Davis-Besse Nuclear Power Plant – Borat Water Storage Facility located in Oak Harbor, OH was a project Hardman worked on for Rudolph-Libbe. It consisted of a drilled secant wall for a 25’ excavation with internal bracing and 30’ drilled shaft, designed with loading for a full seismic event. We drilled the secant wall with a Low Mast for part of the project due to overhead power lines.

The City of St. Joseph formed a multi-year strategic plan for updating its drinking water system. One of the first phases of the plan includes creation of a new pump station. The New Pump house building was to be set into a large hill that would need to be supported by ERS for the building to be constructed. A drilled H-pile and wood lagging would be the most economical. The wall would span 180 lineal feet with and have a 24-foot cut. The 24’ cut would not allow for the wall to be a cantilevered ERS system. Tiebacks would be installed to help support the cut. The wall consisted of 12×53 h piles at 8 feet on center with a single row of 100-kip tiebacks. Within the barrier of the lagged wall, a secant wall was constructed to support the pumps that would be 25 feet below the pumphouse building.

Secant walls are a type of earth retention system that creates a water tight barrier. This is accomplished by drilling overlapped concrete piles, with a reinforcing steel beam placed in every other pile. A tremie seal is then poured at the bottom of the wall, ensuring no groundwater can enter the area. This secant wall was 45 feet long x 15 feet wide x 25′ feet deep. The Bottom 5 feet would include a 5′ tremie seal.
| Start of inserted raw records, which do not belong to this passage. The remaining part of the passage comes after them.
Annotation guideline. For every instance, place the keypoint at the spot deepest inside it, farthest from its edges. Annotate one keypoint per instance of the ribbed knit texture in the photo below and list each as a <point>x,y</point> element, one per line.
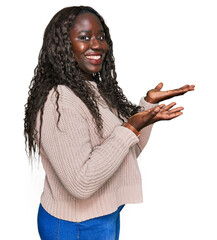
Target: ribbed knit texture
<point>86,176</point>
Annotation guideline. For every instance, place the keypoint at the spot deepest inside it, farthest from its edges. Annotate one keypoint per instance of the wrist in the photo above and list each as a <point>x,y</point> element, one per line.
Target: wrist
<point>150,100</point>
<point>131,127</point>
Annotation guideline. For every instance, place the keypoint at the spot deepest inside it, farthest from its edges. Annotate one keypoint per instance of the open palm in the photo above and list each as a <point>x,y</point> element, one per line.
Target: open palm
<point>156,95</point>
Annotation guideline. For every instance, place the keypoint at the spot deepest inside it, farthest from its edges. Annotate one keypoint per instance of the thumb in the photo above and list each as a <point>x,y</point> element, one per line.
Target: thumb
<point>159,86</point>
<point>153,113</point>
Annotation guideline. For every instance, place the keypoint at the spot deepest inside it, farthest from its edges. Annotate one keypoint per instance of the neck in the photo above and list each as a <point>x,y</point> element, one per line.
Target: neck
<point>87,76</point>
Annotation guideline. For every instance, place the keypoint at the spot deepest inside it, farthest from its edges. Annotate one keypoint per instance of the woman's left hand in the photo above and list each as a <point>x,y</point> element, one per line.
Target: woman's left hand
<point>156,95</point>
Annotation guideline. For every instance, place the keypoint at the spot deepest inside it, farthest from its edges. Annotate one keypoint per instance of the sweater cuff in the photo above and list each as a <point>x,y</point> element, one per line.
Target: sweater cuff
<point>147,105</point>
<point>129,136</point>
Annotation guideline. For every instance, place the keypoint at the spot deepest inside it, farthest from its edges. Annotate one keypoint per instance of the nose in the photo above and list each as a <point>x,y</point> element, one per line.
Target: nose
<point>95,43</point>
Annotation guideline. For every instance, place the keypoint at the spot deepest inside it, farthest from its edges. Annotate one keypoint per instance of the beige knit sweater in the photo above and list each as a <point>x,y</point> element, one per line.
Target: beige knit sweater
<point>86,176</point>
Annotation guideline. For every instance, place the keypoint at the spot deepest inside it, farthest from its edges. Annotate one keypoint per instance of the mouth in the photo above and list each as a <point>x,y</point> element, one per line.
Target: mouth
<point>94,59</point>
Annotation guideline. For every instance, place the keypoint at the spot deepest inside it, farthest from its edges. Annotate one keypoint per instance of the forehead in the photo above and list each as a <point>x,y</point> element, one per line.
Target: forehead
<point>87,21</point>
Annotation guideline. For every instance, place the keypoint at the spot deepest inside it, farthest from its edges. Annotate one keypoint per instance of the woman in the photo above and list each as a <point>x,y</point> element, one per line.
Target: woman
<point>88,133</point>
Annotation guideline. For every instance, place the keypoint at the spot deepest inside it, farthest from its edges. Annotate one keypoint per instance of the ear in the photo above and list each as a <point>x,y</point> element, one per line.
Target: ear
<point>159,86</point>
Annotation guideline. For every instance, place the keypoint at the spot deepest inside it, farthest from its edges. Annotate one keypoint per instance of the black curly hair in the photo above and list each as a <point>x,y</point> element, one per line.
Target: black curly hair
<point>56,65</point>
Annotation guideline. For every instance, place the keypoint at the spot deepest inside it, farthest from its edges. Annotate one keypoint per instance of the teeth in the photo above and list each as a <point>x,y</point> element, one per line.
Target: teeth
<point>93,57</point>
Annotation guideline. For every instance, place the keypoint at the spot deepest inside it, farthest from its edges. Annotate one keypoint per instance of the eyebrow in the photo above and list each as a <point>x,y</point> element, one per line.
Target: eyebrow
<point>100,31</point>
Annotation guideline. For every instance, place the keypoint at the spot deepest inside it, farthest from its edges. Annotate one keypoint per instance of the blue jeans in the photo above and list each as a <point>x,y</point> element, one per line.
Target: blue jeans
<point>105,227</point>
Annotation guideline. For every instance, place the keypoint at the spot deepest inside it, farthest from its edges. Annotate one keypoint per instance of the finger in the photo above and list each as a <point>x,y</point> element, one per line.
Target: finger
<point>178,109</point>
<point>169,106</point>
<point>174,115</point>
<point>150,109</point>
<point>159,86</point>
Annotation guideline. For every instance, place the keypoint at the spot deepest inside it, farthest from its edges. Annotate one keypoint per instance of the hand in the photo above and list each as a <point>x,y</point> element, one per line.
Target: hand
<point>150,116</point>
<point>156,95</point>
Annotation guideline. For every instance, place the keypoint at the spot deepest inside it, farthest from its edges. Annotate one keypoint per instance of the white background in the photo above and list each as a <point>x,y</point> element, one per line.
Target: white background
<point>170,41</point>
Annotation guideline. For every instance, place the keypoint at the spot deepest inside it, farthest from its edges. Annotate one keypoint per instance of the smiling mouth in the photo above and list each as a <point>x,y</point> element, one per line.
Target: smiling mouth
<point>94,57</point>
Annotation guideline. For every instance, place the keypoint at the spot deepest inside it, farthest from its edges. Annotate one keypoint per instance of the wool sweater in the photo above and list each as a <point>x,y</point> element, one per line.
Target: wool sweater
<point>87,176</point>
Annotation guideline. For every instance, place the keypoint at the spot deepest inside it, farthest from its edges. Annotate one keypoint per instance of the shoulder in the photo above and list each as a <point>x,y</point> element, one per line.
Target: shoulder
<point>65,96</point>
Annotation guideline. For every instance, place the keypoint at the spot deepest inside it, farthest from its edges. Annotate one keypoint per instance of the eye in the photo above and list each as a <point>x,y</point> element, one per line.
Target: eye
<point>101,37</point>
<point>84,38</point>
Being less than 100 feet from Lake Michigan gave the crew some pretty great views while working, but the proximity to the lake also ended up throwing them some major challenges. First, the excavation depth would be 25 feet total and roughly 15 feet below the lake Michigan water elevation. The secant wall was supported in part by the 14×73 beams at 4.5 feet on centers and a 14X89 waler with 2 cross struts 5 feet below grade.The drilled depth, Soils composition, coupled with the proximity to a large body of water made for constant water issues for the job site. Ground water is the main reason for the ERS selection to be a secant wall was versus other earth retention systems with a conventional dewatering setup. Additionally, the job ran from November-February. The brutal cold and gales off Lake Michigan made for some very harsh working conditions. Even with unfavorable conditions and tight timeline, the crew overcame them and produced high quality products.